In a recent interview with Variety, Gadsby sounded overwhelmed, stunned and grateful that her Netflix standup special has become a viral sensation. “It’s really a wonderful moment,” she says. “I have been dipping in to see what people are saying, but it’s like a river. The only thing you need to know about a river is that it’s flowing.” Gadsby was in New York City performing Nanette when the stand-up special began taking off through word of mouth. “To get recognized in New York is weird because that’s definitely a place you shouldn’t be recognized,” she says. “I don’t quite know what to make of it.” Did she anticipate such an impact? "No. No. And what I couldn’t have anticipated is twofold," she says. "First, it seems incredible that such a difficult subject matter would get a wide reception. Secondly, being the person I am, I don’t dream like that. I always kept my expectations in life very tame. Someone asked me the other day if I’ve pinched myself and I said, ‘No, I’m too scared to. Because if I really did wake up and this was all a dream…what an a**hole!’”
- Gadsby’s performance is a tour de force in confrontation and a refusal to let comedy remain abstract
- Why the Netflix special felt especially poignant for Gadsby: Her mom was in the audience
- Gadsby and Jerry Seinfeld are an intriguing juxtaposition for Netflix and its comedy philosophy
- How Nanette could revolutionize stand-up comedy
- Gadsby seems to harness the broader fury of the #MeToo moment
- Why Nanette is so remarkable
- Nanette rewrites the history of art
- Nanette can be analyzed on second viewing as if it were The Usual Suspects
Posted Friday 6/29/18 at 10:56PM EDT
Hannah Gadsby's Nanette comedy special calls out stand-up comedy's most pervasive bad habit
Many comedians excel because they are self-deprecating. "But when you are regularly treated as less than because of your societal status, self-deprecation can turn from an easy punchline into a toxic soup of identity politics and degradation," says Alison Foreman. She adds: "What makes Nanette a transformative work is not Gadsby's comedic chops, though they glisten throughout. Instead, the beauty of this piece is found in its verbalization of what so many of us self-deprecators, professional and amateur alike, feel on a daily basis—a need to excuse our own existence."

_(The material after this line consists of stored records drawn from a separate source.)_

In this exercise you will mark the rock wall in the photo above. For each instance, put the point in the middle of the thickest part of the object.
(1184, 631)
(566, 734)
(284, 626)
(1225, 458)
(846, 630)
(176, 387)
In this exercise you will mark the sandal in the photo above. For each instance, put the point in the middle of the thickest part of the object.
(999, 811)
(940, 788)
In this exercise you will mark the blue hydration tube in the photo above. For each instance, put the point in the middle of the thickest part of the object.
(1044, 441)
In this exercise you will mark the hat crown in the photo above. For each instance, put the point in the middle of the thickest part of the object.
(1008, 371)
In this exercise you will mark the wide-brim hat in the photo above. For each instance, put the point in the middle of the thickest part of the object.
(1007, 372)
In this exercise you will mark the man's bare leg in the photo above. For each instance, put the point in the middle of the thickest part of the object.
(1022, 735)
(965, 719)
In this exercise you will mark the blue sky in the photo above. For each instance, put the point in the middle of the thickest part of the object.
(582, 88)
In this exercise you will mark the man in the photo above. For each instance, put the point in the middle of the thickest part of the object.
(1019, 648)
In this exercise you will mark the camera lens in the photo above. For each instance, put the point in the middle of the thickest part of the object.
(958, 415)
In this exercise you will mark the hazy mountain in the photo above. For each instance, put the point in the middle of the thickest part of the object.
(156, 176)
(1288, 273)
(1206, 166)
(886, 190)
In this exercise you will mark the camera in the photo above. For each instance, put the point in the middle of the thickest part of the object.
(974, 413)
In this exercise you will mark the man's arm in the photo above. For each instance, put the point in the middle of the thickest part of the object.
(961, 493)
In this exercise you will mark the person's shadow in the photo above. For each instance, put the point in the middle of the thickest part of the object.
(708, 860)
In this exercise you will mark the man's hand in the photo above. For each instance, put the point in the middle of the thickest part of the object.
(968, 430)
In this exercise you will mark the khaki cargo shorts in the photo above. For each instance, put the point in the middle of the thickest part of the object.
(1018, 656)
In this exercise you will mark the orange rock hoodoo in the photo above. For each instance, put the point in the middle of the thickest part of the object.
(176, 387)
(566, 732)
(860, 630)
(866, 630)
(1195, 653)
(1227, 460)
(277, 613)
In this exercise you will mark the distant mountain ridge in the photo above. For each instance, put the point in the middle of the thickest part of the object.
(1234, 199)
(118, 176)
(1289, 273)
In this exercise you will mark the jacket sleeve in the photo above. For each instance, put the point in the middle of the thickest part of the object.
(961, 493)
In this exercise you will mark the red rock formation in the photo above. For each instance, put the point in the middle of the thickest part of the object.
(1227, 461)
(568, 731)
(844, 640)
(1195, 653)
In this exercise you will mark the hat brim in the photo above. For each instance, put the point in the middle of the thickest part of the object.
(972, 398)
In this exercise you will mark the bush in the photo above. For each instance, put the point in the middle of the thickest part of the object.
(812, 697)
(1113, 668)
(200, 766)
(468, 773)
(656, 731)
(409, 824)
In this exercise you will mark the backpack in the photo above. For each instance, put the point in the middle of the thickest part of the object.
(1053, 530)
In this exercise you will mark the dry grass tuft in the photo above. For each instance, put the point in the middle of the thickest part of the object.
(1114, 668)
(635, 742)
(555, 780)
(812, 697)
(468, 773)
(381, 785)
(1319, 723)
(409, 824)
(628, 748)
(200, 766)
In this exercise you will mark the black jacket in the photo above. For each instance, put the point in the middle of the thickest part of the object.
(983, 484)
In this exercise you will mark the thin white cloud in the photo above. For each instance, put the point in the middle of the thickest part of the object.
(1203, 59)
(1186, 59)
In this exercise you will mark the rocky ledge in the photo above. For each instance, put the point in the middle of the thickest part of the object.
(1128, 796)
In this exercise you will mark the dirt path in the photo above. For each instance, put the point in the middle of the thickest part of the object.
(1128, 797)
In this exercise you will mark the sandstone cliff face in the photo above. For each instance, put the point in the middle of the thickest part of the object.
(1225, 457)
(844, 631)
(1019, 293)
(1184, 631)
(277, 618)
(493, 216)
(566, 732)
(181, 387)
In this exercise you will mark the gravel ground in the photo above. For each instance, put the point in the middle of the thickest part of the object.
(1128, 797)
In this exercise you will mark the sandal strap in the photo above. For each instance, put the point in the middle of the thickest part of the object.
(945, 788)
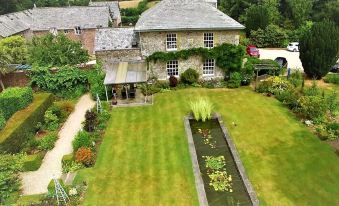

Posted Wednesday 6/27/18 at 9:42PM EDT
Hannah Gadsby's Netflix stand-up special Nanette is a radical, transformative work of comedy
Source: The Atlantic
The Australian comic's word-of-mouth hit special, taped at the Sydney Opera House, is radical because of what she does in the middle of the 70-minute special. "She doesn’t just put her jokes on hold, she excavates them, showing the audience the rotten holes in her humor," says Sophie Gilbert. "She doesn’t indict people for laughing, but the subtext is clear. She indicts herself. Her entire 10-year career, she explains, is based on self-deprecation, but she doesn’t want to do that anymore." She dismantles and subverts everything about how humor is supposed to work. ALSO: Nanette will change stand-up comedy.
Posted Monday 6/25/18 at 9:28PM EDT
"Netflix Discovery Syndrome": When a new Netflix property becomes a hit, despite a lack of promotion
Source: The Hollywood Reporter
Comedian Hannah Gadsby's stand-up special Nanette and the Netflix original romcom movie Set It Up are examples of Netflix programming that has spread primarily through word of mouth, even though the streaming services spends a lot of money on promotion.